Senin, 16 September 2013

Rupiah Melemah, Dosanya Insinyur

Hari-hari terakhir ini masyarakat Indonesia dipusingkan dengan anjloknya nilai rupiah. Nilai rupiah terhadap dollar Amerika. Rupiah dan dollar adalah dua dari berbagai mata uang yang ada di dunia ini. Mata uang adalah alat bantu tak langsung yang digunakan untuk menilai barang, jasa, dan nyaris segala macam apapun yang ada di dunia modern ini. Jika mata uang diposisikan sebagai komoditas juga, maka penurunan nilai rupiah disebabkan oleh suatu 'tangan tak terlihat', konsep abstrak yang dipakai beberapa ekonom untuk menggambarkan mekanisme pasar.

Akibatnya tidak se-abstrak penjelasannya, tapi langsung terasa ke kehidupan: karena sedikit melemahnya mata uang nasional, kehidupan kita berantakan; harga-harga naik, orang makin susah hidup, orang makin tidak bahagia. Waktu saya kecil dulu, populer sekali istilah 'krisis moneter' yang mengubah arah gerak negara kita, hingga menggulingkan seorang presiden yang saking lamanya berkuasa, saya sampai mengira nama depan beliau "Presiden" dan nama belakang beliau "Soeharto". Jangan terlalu dipikirkanlah, otak anak kelas 4 SD...

Lantas mungkin ada yang berpikir, masalah ekonomi yang begitu pelik dan mengancam hajat hidup orang banyak ini, apa kaitannya dengan ilmu keteknikan, dan apa ada yang bisa dilakukan dari sisi keteknikan? Tentunya jawabannya ada dan bisa, karena kalau sudah bicara kondisi negara, semua disiplin ilmu itu saling terkait; dan ternyata bukan sekedar ada, tapi sangat erat kaitannya; bukan juga sekedar bisa, tapi juga bisa menjadi kuncinya. Bagaimana pula maksudnya? Kita cut aja intronya biar nggak lebih panjang daripada isi tulisannya (karena isi tulisannya sendiri singkat kok, orang cuma pendapat sepintas amatiran aja); begini ceritanya.

Sewaktu mahasiswa saya pernah menulis sebuah cerita semi-fiksi yang sebagian besar isinya adalah Author Filibuster dari hasil kontemplasi saya terhadap peran para insinyur dan ilmuwan-ilmuwan alam terhadap dunia ini, yaitu segalanya.
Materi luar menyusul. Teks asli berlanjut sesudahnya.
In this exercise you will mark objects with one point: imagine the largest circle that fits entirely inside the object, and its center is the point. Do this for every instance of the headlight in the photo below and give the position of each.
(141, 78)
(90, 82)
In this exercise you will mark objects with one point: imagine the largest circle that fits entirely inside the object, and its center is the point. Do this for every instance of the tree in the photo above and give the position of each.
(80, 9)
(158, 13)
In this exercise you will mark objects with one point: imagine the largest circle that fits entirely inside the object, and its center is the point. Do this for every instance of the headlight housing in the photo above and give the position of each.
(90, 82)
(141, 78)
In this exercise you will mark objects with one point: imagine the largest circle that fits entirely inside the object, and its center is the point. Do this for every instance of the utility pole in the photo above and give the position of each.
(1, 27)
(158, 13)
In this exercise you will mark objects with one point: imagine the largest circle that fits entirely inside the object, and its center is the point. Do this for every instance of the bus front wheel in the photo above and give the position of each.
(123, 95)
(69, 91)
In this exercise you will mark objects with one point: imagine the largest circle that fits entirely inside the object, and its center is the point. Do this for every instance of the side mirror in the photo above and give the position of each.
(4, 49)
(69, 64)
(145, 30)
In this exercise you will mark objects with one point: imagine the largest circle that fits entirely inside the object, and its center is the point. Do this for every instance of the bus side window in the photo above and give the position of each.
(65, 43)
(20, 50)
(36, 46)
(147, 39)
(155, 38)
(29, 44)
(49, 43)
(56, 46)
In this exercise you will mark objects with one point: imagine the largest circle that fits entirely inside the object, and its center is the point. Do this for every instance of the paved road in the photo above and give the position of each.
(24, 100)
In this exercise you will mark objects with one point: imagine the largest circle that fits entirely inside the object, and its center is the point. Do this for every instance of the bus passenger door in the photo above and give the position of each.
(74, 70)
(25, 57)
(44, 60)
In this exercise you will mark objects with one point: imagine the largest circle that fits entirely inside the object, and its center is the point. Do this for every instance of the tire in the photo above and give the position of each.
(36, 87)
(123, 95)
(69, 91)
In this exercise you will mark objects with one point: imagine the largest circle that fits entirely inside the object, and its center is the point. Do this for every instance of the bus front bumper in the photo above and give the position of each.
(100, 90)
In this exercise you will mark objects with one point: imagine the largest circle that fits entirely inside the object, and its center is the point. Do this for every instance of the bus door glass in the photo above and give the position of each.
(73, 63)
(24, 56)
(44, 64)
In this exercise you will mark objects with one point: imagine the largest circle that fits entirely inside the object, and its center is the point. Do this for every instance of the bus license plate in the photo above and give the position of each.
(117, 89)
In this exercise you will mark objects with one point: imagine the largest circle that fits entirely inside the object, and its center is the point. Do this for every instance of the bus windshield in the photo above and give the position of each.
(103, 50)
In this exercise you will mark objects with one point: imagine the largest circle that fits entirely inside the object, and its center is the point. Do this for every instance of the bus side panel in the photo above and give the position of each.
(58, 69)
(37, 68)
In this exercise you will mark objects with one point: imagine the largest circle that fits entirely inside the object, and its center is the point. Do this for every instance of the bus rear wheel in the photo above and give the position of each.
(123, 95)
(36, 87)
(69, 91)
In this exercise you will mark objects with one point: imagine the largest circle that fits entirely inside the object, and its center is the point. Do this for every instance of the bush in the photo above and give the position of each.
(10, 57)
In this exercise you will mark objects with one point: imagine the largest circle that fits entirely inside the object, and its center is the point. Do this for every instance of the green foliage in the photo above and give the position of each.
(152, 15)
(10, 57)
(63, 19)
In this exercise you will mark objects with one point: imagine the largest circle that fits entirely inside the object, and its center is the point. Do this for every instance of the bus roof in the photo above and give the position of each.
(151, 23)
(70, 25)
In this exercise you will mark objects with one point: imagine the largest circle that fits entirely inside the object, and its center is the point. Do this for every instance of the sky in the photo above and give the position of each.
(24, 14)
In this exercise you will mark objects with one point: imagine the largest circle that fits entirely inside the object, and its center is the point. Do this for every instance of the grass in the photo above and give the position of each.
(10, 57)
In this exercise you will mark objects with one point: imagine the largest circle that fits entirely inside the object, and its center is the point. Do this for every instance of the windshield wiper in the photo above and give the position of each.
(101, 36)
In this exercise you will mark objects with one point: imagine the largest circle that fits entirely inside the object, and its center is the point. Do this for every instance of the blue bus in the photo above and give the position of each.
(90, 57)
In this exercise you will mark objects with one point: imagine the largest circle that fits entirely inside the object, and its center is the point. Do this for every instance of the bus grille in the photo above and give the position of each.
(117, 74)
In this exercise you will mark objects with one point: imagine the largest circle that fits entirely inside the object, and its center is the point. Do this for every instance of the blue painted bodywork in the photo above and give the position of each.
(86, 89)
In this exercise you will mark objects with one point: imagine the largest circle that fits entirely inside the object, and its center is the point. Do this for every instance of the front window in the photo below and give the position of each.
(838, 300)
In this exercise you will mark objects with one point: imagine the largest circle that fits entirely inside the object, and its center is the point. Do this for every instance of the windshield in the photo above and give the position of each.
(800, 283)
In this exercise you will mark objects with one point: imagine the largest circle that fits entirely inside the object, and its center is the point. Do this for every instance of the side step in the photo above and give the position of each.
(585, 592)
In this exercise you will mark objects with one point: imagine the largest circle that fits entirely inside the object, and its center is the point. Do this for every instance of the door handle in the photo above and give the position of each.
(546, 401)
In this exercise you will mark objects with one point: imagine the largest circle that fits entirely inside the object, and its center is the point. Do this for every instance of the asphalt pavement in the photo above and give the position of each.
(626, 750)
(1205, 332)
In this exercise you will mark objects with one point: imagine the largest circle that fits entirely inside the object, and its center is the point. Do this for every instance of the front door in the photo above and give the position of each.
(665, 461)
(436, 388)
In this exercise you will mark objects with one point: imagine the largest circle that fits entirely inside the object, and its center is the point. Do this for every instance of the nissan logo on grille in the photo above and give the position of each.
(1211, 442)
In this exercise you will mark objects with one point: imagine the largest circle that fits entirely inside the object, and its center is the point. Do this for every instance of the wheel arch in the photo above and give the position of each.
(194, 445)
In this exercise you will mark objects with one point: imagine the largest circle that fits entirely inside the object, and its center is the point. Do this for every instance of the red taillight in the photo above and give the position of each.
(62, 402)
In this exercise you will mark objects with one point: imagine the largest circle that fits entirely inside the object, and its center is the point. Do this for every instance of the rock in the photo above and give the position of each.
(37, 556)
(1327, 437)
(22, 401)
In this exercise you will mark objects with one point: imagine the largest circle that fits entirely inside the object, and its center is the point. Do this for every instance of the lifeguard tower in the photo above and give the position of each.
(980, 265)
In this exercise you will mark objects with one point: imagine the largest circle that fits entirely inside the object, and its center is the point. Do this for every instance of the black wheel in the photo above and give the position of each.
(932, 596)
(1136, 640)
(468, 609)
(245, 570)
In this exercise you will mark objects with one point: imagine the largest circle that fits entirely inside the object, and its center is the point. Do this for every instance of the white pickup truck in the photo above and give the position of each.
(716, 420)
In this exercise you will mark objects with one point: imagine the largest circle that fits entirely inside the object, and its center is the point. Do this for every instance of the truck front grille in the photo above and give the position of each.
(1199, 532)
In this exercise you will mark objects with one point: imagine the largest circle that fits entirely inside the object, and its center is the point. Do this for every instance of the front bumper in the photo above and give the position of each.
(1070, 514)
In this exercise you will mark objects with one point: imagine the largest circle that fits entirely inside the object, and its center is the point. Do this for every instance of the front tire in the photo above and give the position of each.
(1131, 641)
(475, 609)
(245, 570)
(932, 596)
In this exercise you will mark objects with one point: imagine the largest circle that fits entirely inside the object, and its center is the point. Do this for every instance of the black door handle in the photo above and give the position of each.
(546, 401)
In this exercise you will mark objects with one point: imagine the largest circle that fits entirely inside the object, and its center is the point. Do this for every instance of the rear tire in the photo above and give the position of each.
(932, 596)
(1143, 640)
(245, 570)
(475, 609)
Tergolong radikal dan provokatif serta keras campur narsis, karena memang saat itu ditulis untuk kalangan sendiri alias internal himpunan mahasiswa teknik kimia. Tetapi percayalah bahwa seperti spanduk "selamat datang putra-putri terbaik bangsa", tulisan itu dibuat bukan untuk bahan jadi sombong, tetapi justru untuk menyadarkan betapa berat jadi orang yang dikaruniai kemudahan untuk bisa (dan harus) menjadi manfaat bagi orang lain, masyarakat luas, bahkan bangsa dan dunia.

Oke maafkan saya jadi melantur lagi. Itu tadi masih masuk intro. Sekarang kita masuk ke dalam poin yang mau disampaikan.

Logika sederhana saya, yang pendidikan ekonominya hanya sebatas sampai kurikulum SMA dan sisanya empiris saja dari pengalaman hidup, adalah begini.

Nilai rupiah melemah adalah karena permintaan-penawaran, di mana dollar semakin jarang, sehingga untuk memperoleh sekian dollar dibutuhkan makin banyak rupiah.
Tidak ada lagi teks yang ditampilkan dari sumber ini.